I Have Direct Access to God: A Joint Post

But the high priest alone enters the second room, and that only once a year, and never without blood, which he offers for himself and for the sins of the people committed in ignorance. The Holy Spirit was making it clear that the way into the holy of holies had not yet been disclosed while the first tabernacle was still standing… Now the Messiah has appeared …. He entered the holy of holies once for all, not by the blood of goats and calves, but by His own blood, having obtained eternal redemption. Hebrew 9:7-8, 11-12

From Susan

I grew up in church, hearing a hundred stories about the ancient Jewish tabernacle. I sat in the preschool Sunday School class and watched my teacher explain it with flannel graphs. I cuddled with my Daddy at bedtime and traced the colorful tabernacle pictures in my children’s Bible with my finger.

I got it. The center room, the holy of holies, was sacred because that was where the Spirit of God Himself dwelt. No one could go into that room except the high priest, and he only went once a year, trembling and hoping he’d offered all the right sacrifices to cover his sin and everyone else’s.

Check. Head knowledge.

But then I moved to Africa, into a mud hut in the middle of an animistic village. One of the first things the villagers told me was this: “You can go into any hut except the ones with the grass skirts around them. Don’t you dare enter those.” But no one would tell me why.

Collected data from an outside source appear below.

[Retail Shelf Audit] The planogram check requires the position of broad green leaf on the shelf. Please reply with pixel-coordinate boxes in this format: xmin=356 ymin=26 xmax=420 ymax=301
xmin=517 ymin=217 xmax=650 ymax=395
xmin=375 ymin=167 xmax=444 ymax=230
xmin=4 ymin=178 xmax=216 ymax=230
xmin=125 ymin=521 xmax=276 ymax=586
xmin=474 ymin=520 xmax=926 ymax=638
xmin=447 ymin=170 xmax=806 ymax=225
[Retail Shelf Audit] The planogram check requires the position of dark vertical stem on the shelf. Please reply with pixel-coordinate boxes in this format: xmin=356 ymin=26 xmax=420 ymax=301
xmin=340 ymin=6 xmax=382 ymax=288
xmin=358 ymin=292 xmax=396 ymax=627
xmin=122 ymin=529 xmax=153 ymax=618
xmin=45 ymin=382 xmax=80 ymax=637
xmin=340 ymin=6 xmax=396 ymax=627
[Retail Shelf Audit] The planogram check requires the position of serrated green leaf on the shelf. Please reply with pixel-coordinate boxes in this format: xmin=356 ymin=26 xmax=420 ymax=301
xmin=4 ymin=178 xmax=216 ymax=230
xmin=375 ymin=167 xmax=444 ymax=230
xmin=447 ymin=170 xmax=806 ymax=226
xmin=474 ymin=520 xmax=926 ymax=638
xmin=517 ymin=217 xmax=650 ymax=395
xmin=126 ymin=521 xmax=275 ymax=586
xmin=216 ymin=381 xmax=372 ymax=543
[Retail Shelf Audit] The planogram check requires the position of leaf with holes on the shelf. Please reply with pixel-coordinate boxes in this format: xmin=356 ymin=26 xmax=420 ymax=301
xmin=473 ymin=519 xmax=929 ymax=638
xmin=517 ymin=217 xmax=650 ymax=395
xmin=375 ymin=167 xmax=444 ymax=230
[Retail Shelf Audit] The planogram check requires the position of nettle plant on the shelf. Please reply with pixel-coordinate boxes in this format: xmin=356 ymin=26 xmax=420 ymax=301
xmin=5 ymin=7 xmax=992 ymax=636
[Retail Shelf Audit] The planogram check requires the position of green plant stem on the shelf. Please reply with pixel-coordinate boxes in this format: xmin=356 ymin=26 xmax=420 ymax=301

Years later, I found out. Once a year, a village elder would enter the sacred hut and offer a sacrifice for his sins and the sins of the village. The rest of the villagers would wait for him on the outside of the grass fringe.

Jumpin’ Jupiter. The Old Testament, being played out right there in the middle of Africa. It wasn’t just a story anymore. This was real. Right in front of me, just as surely as in Old Testament Israel, the people were separated from God by a physical barrier as well as a spiritual one.

But they didn’t have to be. And neither do we. Because this verse makes it clear that Jesus’ death did away with those barriers forever. Our Messiah entered the Holy of Holies as the perfect sacrifice, giving us direct access to God.

What difference does that make to our daily lives as Christians? What does it look like to truly live a barrier-free life?

From Jen:

A barrier free life? Wow. I think that is a timely reminder. One of my favorite quotes comes from C.H. Spurgeon; “Starving souls live at a distance from the mercy-seat and become like the parched fields in times of drought.”

Drought has hit where I live—both geographically and personally.

We haven’t had near the precipitation normal to our region in three years. Pastures are dead. Many of the area fields planted in hope have for two years running been cut down for nothing more than cheap fodder. We live in a parched land.

What a picture sitting right outside my door. Oh soul, are you thirsty? Draw near. The barrier is gone, removed by the blood of the Lamb of God, who chose to die in your place. He has torn the curtain and issued an invitation: Draw near. Find Life. Draw near. Live.